A: Healthcare is my file right now, so that’s taking up a lot of my
time, and it’s a very big file, and we have great NDP members on the committee,
so we’re dividing it up and each specializing on certain things, so I’m very
happy about that. We’re working as a team. We are going to be generating a
bigger campaign around the future of medicare. Besides that, issues that come
out of my riding that in some ways are very much related to healthcare, such as
affordable housing and homelessness, the rights of sex workers, the impacts on
drug users from the “war on drugs” – these are issues that are ongoing, whether
it’s Insite or what’s happening to sex workers in the court challenges that
are happening right now. These are things that I’m paying attention to because
they don’t get a lot of attention in Parliament, and I feel like l have to be a
strong advocate for those issues, and I want to be a strong advocate. Those
things are also very much a part of the work that I do.
Q: In terms of what you’ve got
coming up in committee?
A: All of the committees are quite problematic because the
Conservatives are foiling any attempt to deal with any substantive issues. At
health committee, we’re certainly looking at very interesting issues like
chronic diseases and aging, and so on, but these are all things that have been
studied, and we’ve been pressing very hard at the health committee that the
critical issue that underlies everything is the federal government’s lack of
leadership and their unilateral decision with the funding formula with the provinces.

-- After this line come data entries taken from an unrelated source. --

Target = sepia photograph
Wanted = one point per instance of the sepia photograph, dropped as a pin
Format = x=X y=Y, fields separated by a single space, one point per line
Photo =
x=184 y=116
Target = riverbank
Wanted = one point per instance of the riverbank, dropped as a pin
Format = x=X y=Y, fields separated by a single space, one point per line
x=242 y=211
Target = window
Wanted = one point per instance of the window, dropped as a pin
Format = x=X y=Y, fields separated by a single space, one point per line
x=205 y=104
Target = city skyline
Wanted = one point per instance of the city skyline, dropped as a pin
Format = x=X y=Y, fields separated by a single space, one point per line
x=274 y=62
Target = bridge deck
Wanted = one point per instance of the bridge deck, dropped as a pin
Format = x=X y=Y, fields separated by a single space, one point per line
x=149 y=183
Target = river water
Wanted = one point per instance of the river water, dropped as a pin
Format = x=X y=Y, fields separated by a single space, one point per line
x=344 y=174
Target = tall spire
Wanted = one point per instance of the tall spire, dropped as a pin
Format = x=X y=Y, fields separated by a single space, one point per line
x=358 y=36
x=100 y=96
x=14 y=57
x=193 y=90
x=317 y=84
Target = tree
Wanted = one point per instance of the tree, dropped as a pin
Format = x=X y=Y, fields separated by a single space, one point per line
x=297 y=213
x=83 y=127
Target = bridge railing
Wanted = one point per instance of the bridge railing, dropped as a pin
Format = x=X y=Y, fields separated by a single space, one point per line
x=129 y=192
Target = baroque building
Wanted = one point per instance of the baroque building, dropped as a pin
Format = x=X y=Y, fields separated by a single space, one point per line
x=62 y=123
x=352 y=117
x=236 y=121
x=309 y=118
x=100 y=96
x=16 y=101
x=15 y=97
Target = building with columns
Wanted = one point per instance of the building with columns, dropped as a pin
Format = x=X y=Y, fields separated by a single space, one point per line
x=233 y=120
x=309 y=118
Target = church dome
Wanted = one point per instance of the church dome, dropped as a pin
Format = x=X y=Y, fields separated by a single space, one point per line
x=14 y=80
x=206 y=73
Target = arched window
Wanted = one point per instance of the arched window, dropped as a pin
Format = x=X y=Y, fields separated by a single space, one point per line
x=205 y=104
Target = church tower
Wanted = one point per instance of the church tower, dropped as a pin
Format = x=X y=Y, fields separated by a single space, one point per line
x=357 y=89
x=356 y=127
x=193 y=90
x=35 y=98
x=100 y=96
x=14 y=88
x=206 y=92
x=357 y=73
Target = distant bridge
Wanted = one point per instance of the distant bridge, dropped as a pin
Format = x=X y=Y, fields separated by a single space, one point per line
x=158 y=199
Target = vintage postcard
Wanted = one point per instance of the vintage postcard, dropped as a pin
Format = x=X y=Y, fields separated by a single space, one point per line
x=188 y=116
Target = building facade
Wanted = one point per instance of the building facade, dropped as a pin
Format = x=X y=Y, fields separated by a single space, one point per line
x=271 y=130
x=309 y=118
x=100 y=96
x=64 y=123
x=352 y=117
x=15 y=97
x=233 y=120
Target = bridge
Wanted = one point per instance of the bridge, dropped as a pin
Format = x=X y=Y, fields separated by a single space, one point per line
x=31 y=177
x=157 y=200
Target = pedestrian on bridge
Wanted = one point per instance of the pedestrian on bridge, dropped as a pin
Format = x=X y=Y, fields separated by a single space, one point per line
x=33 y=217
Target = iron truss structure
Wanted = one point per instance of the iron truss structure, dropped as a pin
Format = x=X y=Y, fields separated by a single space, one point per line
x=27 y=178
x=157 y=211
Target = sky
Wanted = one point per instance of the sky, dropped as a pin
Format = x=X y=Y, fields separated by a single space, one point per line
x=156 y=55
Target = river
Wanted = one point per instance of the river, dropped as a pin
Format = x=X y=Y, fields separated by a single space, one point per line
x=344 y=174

We’ve been trying to get that addressed at the committee so that we can have
some debate. We just can’t have the federal government making decisions where
no one gets to say anything, so we’ve been pressing that very hard, and we’ll
continue to do so.
Q: Do you feel like they’re
trying to give you make-work projects than something significant?
A: I think that’s happening on a lot of committees. We’re studying
things that are well known, like on chronic diseases or aging. They’re important
issues, but the amount of evidence and knowledge about what the reality is and
what needs to be done is overwhelming. We could paper all of the walls here in
the foyer, there’s been so much study. There’s no question the Conservatives’
game plan is to silence committees, is to stop them from doing any substantive
work, particularly any work that challenges the Conservative government, so
that’s a challenge for us. They have a majority and we have to be very creative
and do everything we can to get these issues before the committee for debate.